For the 12th year, the nonprofit organization and researchers from the University of Minnesota tested toys - taken right off retailers’ shelves — for potentially dangerous sound levels.
The top offender on this year’s list, Iron Man Mobile Headquarters Vehicle by Jada Toys, blared at 119.5 dB(A) — loud enough to risk hearing damage in less than eight seconds. Fisher Price’s Learning Letters Mailbox, meant for a 6-36 month old, topped out at 113.9 dB; and a book called Sesame Street Help Along Sing a Song measured 112.1 dB. All of those toys are loud enough to risk hearing damage in less than one minute.
Dr. Chris Hilton, an otolaryngology fellow with the University of Minnesota, tested the toys.
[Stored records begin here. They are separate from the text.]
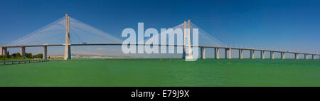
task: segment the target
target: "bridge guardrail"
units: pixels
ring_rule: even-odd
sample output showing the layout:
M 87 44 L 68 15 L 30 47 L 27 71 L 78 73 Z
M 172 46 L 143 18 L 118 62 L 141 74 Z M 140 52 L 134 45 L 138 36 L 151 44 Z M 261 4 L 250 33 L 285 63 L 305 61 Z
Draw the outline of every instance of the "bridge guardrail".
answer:
M 49 60 L 0 60 L 0 65 L 14 65 L 21 63 L 42 63 L 48 62 Z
His take? “Prolonged exposure to any of these toys — at a very close range — could be damaging to the inner ear.”
In fact, sounds that are 85 dB or louder can permanently damage your ears. The louder the sound, the less time it takes to cause damage. For example, a sound at 85 dB may take as long as eight hours to cause perma- nent damage, while a sound at 100 dB can start damaging hair cells after only 15 minutes of listening.
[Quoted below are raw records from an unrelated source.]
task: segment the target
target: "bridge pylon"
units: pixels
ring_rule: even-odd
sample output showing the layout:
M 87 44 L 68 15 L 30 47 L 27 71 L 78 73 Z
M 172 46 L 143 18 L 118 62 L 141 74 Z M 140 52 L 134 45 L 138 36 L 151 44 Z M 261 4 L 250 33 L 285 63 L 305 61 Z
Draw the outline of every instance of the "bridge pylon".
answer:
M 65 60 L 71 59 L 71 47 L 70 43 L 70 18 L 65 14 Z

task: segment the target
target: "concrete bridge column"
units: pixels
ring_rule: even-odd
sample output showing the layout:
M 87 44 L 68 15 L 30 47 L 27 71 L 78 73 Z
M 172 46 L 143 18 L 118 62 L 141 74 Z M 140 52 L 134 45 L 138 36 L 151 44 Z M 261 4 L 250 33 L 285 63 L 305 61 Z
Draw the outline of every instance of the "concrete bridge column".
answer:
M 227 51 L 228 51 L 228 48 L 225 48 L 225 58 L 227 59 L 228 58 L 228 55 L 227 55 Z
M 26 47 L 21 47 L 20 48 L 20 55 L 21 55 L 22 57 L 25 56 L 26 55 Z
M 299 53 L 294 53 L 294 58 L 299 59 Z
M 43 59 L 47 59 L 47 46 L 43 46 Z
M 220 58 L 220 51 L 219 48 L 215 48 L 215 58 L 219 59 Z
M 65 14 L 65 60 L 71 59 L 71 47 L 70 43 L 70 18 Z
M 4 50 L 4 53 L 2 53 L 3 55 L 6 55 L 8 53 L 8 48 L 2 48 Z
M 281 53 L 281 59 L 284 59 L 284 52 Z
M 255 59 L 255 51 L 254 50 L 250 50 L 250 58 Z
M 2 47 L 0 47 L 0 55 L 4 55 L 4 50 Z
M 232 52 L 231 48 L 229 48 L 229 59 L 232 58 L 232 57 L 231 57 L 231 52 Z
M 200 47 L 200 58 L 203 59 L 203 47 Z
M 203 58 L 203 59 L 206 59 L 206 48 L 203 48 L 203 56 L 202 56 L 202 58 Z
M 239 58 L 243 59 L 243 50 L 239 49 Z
According to guidelines by the National Institute for Occupational Safety and Health (NIOSH), part of the Centers for Disease Control, the permissible exposure time (the amount of time you should listen) is cut in half with every 3 decibels over 85 dB.
Because of a child’s shorter arm span, toys are often potentially more dangerous to hearing because children hold them closer to their ears. In the Sight & Hearing Association study, the toys were repeatedly tested at distances simulating how a child might hold the toy, directly near the ear (0 inches) and at arm’s length (10 inches). A sound-proof acoustic chamber was used to ensure accurate measurements.
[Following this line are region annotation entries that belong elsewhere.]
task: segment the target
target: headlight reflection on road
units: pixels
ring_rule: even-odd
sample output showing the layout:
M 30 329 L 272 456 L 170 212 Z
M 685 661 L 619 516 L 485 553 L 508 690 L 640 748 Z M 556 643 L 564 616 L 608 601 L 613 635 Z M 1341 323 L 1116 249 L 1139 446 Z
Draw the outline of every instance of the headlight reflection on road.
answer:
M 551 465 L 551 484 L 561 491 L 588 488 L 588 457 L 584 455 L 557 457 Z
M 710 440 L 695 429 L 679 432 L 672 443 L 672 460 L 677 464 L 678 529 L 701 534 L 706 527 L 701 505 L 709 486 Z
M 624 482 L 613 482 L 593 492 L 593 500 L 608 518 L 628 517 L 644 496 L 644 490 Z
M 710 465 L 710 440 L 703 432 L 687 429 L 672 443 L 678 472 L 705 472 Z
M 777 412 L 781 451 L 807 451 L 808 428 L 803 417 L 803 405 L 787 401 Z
Until 2004, there were no regulations in the United States regarding the loudness of toys. An acoustics
standard (ASTM F963), adopted and revised in March 2004 by ASTM International, states that a hand-held, table-top or crib toy cannot exceed 90 dB 25 cm (approx. 10 in.) from the surface of the toy. Compliance with the standard is voluntary.
Directly at the speaker of the toy, all of the toys tested this year measured louder than 90 dB. At 10 inches from the toy’s surface, five of the toys measured louder than 90 dB: Road Rippers Turbo Wheelie Corvette (94.8), Transformers PowerBots Megatron Action Figure (94.3 dB), Sesame Street Help Along Sing a Song (91.7 dB), Fisher Price Learning Letters Mailbox (91.5 dB) and Transformers RPMs-Optimus Prime Radio Control AutoBot (91.5 dB).
Unlike with choking hazards and other injuries, there are no injury statistics on toys and hearing loss. That’s because noise-induced hearing loss is nearly impossible to track its origination.
To protect a child’s hearing, the Sight & Hearing Association offers the following tips:
- Listen to a toy before you buy it. If it sounds loud to you, it’s too loud for your child.
- Report a loud toy. Call the Consumer Product Safety Commission at 800/638-2772 or the Sight & Hearing Association at 800/992-0424 , or contact us by e-mail at ReportAToy@sightandhearing.org.
- Put masking or packing tape over the speaker on the toy. This will help reduce the volume.
- Buy toys with volume controls.
“Noise-induced hearing loss is cumulative,” explains Julee Sylvester, Sight & Hearing Association spokesperson. “It doesn’t typically happen from one event; it gradually happens over time. That’s why it’s important to start protecting hearing at a young age.”
The Minnesota-based Sight & Hearing Association, founded in 1939, is dedicated to enabling lifetime learning by identifying preventable vision and hearing loss in children.